A Bankrate survey found that just a third of us have one (compared to a majority of older Americans who do)—with many opting for prepaid and debit cards instead. A TransUnion study suggests this translates to millennials owning two fewer cards than older Gen Xers. Fewer cards equals less money spent in fees and interest—and lower profits for credit card companies.
Why cut out the cards?
There probably isn’t just one thing that set us on the path to becoming credit-avoiders—but a reluctance to rack up debt is probably the biggest factor. “Americans, broadly, have an uneasy relationship with debt,” says Erin Currier, project director for The Pew Charitable Trusts’ financial security and mobility project. “However, younger Americans seem to view debt more negatively.”
That’s likely because we have a lot of it—specifically student loans. The class of 2016 has it particularly rough, with an average balance of $37,000. When you’re already struggling to repay a five-figure balance—potentially delaying homeownership, marriage and starting a family as a result—it’s easy to understand why you might be skeptical about adding to the tab.
Then there’s the psychological trauma of living through the Great Recession (and graduating into a notoriously tough job market). “We’ve seen the negative impact credit has had on our parents’, grandparents’, siblings' and even our own lives. We’ve seen the housing crisis leave people underwater on their mortgages,” says Certified Financial Planner Josh Harris. “It would be hard not to have a bad taste in your mouth [about credit and debt].”
This actually sounds like a good thing…
Not exactly. Just because aversion to credit is understandable doesn’t mean it’s smart.
Credit cards are a tool. Like any tool in the wrong hands or being used irresponsibly, it can do a lot of damage. There’s a reason, after all, that you don’t use a chainsaw to cut an avocado. But used responsibly, credit cards (and chainsaws) have a lot to offer.
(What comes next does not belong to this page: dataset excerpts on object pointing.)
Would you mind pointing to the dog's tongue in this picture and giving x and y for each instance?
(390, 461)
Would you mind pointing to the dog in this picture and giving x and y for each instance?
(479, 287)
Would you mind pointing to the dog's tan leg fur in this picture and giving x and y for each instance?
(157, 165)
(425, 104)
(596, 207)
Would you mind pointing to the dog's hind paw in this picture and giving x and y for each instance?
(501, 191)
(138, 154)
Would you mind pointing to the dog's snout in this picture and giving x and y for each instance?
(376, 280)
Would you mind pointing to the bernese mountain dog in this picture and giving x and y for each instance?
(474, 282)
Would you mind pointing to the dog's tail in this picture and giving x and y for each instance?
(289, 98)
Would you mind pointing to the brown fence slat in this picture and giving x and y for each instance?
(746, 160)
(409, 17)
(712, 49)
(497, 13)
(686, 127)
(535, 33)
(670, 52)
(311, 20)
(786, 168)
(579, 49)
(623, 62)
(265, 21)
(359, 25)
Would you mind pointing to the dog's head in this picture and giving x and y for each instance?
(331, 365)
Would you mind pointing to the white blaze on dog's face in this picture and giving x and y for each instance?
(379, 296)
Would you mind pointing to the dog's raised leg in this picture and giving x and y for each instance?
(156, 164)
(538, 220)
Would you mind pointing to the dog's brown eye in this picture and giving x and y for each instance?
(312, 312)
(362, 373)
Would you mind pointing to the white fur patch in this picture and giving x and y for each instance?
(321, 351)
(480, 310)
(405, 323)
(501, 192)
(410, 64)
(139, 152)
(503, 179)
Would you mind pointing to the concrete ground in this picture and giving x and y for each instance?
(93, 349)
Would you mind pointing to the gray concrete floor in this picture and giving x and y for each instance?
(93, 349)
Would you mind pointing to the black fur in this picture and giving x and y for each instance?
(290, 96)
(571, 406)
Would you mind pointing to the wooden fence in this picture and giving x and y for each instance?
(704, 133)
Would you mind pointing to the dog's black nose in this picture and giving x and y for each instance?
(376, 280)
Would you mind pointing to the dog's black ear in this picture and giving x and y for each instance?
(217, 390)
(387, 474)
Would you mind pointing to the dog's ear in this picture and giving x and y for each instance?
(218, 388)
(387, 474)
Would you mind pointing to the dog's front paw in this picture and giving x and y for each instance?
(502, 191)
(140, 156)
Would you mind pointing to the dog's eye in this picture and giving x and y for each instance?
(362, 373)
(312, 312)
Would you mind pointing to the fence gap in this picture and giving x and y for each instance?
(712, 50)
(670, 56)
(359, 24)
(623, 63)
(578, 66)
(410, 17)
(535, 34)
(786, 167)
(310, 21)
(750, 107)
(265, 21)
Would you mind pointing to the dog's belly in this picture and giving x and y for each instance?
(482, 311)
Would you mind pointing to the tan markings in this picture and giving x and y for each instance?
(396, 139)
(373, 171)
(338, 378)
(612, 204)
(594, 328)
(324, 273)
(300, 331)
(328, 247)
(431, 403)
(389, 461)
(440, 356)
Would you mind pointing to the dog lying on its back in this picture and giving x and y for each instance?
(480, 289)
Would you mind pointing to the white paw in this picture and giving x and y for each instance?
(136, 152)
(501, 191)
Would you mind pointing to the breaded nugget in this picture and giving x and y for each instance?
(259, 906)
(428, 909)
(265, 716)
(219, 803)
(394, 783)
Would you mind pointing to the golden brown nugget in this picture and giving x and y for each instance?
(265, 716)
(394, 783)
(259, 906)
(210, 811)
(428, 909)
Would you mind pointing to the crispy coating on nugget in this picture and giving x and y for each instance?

For example, responsibly handling a credit card helps build credit history, which can boost your credit score. A healthy score is often the key to landing better interest rates on other loans and mortgages. Plus, some credit cards offer valuable rewards—from interest-free balance transfers that can be used to pay down other debt, to rewards points and cash back and even complimentary car insurance, extended warranties and more.
So how do we strike the right balance?
A little education and a lot of discipline. Start by understanding, then implementing, some credit “best practices,” like setting up auto-payments to pay off your balance on time and in full each month and keeping your balance well below the card’s limit. (How much credit you’re using relative to the limit makes up a big chunk of your FICO credit score.)
If you’re not quite ready to jump into the deep end, ease into a charge-and-pay-it-off rhythm by limiting your card usage to one or two recurring expenses—say, your gym membership or Netflix account—so you can start building credit without overspending.